X-Dataset-Filtered This will be set to true if the source entity stream is filtered. In general you aren't guaranteed to see the entity at the X-Dataset-Max-Updated offset in this case. One example of where you'll see this is if you have a publisher pipe that has a transform.
X-Dataset-Generation When a dataset is created it is assigned a UUID. If the dataset is deleted and then recreated it will get a new generation UUID.
X-Dataset-Completeness If the dataset has a completeness set then this header will contain the completeness value. The value is an integer representing the number of microseconds since epoch (January 1st 1970 UTC).
X-Dataset-Restore-Uuid When a dataset is restored [from a backup] then it is assigned a UUID.
X-Dataset-Restore-Offset This the highest committed offset in the dataset at the point when it was last restored. The value is JSON encoded.

The automatic reprocessing feature makes use of several of these headers to know when to rewind or reset a pipe.

Example: published endpoint

In this example we'll use two pipes. The first loads letters into the letters dataset:

{
    "_id": "letters",
    "type": "pipe",
    "source": {
        "type": "embedded",
        "entities": [
            {"_id": "A"},
            {"_id": "B"},
            {"_id": "C"},
            {"_id": "D"},
            {"_id": "E"},
            {"_id": "F"},
            {"_id": "G"},
            {"_id": "H"},
            {"_id": "I"},
            {"_id": "J"},
            {"_id": "K"},
            {"_id": "L"},
            {"_id": "M"},
            {"_id": "N"},
            {"_id": "O"},
            {"_id": "P"},
            {"_id": "Q"},
            {"_id": "R"},
            {"_id": "S"},
            {"_id": "T"},
            {"_id": "U"},
            {"_id": "V"},
            {"_id": "W"},
            {"_id": "X"},
            {"_id": "Y"},
            {"_id": "Z"}
        ]
    }
}

The second one publishes the dataset as an HTTP endpoint:

{
    "_id": "published-letters",
    "type": "pipe",
    "source": {
        "type": "dataset",
        "dataset": "letters"
    },
    "sink": {
        "type": "http_endpoint"
    }
}

Once the letters pipes has been run then the letters dataset has been populated.
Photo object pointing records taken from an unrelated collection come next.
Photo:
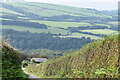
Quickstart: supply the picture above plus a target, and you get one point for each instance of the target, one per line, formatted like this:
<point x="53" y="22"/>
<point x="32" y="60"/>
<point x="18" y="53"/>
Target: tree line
<point x="27" y="41"/>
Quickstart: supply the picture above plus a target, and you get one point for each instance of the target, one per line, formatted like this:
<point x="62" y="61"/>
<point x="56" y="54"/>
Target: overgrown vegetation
<point x="11" y="63"/>
<point x="95" y="60"/>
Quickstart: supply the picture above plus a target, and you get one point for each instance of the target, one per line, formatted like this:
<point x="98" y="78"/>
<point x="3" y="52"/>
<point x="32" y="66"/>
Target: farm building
<point x="38" y="60"/>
It should contain 26 entities - one for each letter.

To use the curl command to communicate with Sesam we need a JWT token for authorization. We'll add the JWT authorization header to an environment variable to make this easier:

export AUTH_HEADER="Authorization: bearer YOUR-JWT-TOKEN"

Now we can use the published endpoint, /api/publishers/published-letters/entities, which supports the JSON Pull protocol, to retrieve the entities.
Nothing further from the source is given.